The training data was uploaded to the platform which generates a new project instance (i.e. project). Each project encapsulates a specific set of modeling inputs and parameters such as the training data, the type of ML problem (i.e. regression vs classification), partitioning strategy, and others that define the initial state of the AutoML process. For our projects, we assigned distinct random seeds which specifically affected the unique partitioning arrangement of the data for modeling. Given that the AutoML platform requires a minimum of 100 observations to perform automated classification modeling, we accounted for the small number of records in our dataset by duplicating the entry for each patient, thus doubling the dataset from 74 to 148 records. Importantly, we specified a 10-fold cross-validation strategy while ensuring that each of the ten partitions had at least one representation of each of the possible prediction target values and that duplicated records were always partitioned together.
For the first round of modeling, we included 46 features as predictors (S1 Table). The AutoML platform generated 80–90 possible configurations of data preprocessing steps and algorithms (i.e. blueprints, with each blueprint being assigned a unique identification number). Blueprints range from simple (e.g. BPlog: regularized logistic regression model with a spline transformation preprocessing step) to complex (e.g. BPXGB: extreme gradient boosted tree with a modified TensorFlow Variational Autoencoder preprocessing step), and the platform automatically performs data preprocessing and algorithm-specific optimization to maximize the final model performance. To identify the best-performing models, the platform first trained the blueprints on a small subset of the dataset and selected the top performing blueprints according to their validation LogLoss accuracy. The blueprint selection process was repeated with a larger subset of data for a second round of selection. The remaining blueprints, numbering between 30–40 total, were then optimized on the full dataset, and cross-validation accuracy was calculated.
To characterize the stability of the modeling process, we applied the strategy of repeated 10-fold cross-validation with 25 repetitions. Each repetition corresponded to a project with a unique random seed that determined the unique arrangement of data in the partitions. Each project implemented the same blueprints for AutoML; we accordingly aggregated the performances for each blueprint across all 25 projects by calculating the mean and 95% confidence interval for the corresponding cross-validation performances (i.e. performance). We arranged the models according to mean performance and plotted those that outperformed the Majority Class Classifier benchmark model which simply predicts every patient as having improved—the majority class of the AIS_is_improved target.

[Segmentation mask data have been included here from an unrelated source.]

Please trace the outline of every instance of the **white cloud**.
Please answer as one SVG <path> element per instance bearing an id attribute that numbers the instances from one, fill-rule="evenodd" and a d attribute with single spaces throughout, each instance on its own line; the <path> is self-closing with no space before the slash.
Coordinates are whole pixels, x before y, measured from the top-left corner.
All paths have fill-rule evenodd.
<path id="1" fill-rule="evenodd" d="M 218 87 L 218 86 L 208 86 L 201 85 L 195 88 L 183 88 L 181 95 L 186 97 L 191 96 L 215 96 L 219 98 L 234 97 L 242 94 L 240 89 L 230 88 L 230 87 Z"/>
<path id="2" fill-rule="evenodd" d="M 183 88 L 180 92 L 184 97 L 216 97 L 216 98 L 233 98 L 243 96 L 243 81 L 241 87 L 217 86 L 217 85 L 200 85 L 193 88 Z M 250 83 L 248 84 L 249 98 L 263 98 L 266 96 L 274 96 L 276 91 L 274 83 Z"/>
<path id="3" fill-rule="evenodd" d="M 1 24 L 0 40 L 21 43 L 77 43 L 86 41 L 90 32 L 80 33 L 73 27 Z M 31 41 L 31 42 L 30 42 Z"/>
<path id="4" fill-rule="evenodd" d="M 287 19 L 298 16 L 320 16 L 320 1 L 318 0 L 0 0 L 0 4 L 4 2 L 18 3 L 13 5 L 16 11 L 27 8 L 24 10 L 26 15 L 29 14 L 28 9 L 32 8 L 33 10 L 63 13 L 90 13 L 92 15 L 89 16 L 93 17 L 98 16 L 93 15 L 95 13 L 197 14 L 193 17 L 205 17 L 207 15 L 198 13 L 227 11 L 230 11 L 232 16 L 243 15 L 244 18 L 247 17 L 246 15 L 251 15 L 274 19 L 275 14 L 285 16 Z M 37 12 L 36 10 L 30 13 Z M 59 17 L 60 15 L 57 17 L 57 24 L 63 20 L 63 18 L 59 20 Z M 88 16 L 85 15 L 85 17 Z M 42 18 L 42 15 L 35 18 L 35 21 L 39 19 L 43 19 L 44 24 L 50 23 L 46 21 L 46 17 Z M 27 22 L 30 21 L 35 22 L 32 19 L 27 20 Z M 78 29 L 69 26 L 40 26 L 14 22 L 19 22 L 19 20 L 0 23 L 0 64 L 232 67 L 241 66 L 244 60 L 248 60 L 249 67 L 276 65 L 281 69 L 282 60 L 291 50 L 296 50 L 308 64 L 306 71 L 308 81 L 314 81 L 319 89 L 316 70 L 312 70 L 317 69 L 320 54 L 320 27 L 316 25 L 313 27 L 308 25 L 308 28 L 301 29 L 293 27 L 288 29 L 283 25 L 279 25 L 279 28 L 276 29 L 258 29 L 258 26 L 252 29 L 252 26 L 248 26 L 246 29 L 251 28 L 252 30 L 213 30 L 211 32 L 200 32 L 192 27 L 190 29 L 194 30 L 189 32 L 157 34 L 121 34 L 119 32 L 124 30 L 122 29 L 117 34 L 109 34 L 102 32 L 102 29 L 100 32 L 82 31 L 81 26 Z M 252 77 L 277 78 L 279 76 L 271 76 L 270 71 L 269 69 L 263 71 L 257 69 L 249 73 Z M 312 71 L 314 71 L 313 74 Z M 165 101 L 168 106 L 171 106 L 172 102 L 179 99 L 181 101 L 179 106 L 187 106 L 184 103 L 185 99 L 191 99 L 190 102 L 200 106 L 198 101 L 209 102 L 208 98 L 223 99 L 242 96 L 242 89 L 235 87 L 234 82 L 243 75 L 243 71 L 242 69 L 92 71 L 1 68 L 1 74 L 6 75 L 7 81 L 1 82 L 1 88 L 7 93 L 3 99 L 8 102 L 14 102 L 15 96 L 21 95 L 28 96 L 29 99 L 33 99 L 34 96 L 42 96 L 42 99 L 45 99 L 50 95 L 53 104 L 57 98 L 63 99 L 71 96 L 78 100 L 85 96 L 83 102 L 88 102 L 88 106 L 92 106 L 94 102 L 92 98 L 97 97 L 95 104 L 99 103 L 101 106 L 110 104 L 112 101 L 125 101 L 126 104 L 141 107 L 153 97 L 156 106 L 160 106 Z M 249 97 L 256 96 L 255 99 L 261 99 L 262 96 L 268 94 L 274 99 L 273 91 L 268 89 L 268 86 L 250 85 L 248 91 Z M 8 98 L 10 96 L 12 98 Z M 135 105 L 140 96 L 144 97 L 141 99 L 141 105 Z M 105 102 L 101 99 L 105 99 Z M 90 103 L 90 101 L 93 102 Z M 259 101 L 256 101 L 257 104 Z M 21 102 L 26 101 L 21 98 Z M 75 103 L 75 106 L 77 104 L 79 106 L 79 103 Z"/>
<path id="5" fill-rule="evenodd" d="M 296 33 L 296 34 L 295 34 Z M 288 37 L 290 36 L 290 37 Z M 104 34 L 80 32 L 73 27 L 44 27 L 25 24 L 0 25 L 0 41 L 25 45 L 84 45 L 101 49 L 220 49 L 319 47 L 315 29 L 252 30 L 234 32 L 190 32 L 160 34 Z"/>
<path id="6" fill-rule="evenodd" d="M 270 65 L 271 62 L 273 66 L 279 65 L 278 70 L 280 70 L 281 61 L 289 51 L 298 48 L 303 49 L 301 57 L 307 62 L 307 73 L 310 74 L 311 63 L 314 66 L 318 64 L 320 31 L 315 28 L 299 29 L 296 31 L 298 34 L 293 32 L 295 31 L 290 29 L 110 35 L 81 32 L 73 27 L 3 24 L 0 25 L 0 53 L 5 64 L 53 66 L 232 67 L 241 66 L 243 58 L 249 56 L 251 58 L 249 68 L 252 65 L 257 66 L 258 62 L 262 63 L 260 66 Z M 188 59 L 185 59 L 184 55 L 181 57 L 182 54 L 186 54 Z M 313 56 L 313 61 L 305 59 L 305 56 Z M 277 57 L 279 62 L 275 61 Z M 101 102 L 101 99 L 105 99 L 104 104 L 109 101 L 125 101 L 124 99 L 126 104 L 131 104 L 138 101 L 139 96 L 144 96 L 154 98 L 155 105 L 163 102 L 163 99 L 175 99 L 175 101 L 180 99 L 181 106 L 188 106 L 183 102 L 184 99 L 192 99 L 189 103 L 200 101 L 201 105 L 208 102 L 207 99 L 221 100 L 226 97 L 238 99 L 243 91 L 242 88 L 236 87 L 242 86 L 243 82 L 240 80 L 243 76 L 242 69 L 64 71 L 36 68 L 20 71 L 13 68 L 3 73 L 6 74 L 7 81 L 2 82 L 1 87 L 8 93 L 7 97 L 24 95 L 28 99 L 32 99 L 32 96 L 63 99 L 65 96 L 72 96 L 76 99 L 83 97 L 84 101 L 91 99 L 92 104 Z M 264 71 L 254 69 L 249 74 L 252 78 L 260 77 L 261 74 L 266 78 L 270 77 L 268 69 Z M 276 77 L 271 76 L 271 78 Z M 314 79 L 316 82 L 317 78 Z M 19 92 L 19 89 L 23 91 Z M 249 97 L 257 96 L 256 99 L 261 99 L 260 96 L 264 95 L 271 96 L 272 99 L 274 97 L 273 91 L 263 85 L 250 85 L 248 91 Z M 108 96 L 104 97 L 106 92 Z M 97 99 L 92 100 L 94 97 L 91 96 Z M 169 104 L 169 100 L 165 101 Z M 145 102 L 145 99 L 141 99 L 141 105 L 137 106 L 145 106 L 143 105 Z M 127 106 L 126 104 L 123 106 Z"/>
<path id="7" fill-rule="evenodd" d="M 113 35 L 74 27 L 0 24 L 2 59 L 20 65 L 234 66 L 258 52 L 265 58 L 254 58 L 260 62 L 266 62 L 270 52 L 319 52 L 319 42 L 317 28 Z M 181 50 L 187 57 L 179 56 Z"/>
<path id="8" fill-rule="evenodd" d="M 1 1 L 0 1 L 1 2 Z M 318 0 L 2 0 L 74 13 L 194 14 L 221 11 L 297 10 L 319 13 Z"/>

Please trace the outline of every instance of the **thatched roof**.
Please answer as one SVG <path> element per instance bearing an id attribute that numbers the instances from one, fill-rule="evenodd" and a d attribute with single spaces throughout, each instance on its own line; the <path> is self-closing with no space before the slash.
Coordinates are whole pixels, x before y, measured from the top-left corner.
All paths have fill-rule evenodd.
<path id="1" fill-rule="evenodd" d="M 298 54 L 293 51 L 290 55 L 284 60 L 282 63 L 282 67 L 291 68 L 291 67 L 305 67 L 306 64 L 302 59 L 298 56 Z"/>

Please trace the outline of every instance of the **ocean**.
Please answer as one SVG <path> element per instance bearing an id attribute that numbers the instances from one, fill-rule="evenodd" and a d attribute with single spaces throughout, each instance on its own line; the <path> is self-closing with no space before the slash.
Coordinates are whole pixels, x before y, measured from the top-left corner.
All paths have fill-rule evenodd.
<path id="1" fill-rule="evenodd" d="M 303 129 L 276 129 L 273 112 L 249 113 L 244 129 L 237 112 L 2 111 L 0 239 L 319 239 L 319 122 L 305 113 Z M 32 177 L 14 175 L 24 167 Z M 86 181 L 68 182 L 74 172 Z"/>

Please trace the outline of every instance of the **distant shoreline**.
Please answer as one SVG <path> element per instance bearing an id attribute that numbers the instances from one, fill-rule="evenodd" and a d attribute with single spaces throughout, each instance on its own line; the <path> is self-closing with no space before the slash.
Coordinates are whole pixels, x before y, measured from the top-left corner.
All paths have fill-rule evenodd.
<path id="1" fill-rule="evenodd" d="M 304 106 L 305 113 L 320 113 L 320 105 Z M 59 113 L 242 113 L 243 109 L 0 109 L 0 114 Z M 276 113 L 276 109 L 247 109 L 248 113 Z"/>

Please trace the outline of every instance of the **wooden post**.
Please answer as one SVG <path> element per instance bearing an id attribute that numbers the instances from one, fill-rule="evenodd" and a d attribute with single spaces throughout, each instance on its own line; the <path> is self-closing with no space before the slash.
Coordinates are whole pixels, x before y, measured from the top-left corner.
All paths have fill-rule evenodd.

Permutation feature importance (pFI; also termed feature impact on the platform) was calculated through a permutation-based approach by the AutoML platform [33]. In brief, the values of a single feature were permuted, and the resulting loss in LogLoss accuracy was calculated. The permutation and performance loss assessment were repeated multiple times to generate an average accuracy loss. This process was performed on every feature individually. The platform further normalized the pFI values to the maximum pFI value observed; pFI in this study thus refers to the normalized values. We aggregated the pFI values across all 25 projects to calculate the mean pFI and 95% confidence interval for each feature. The features were then arranged from highest to lowest pFI for visualization.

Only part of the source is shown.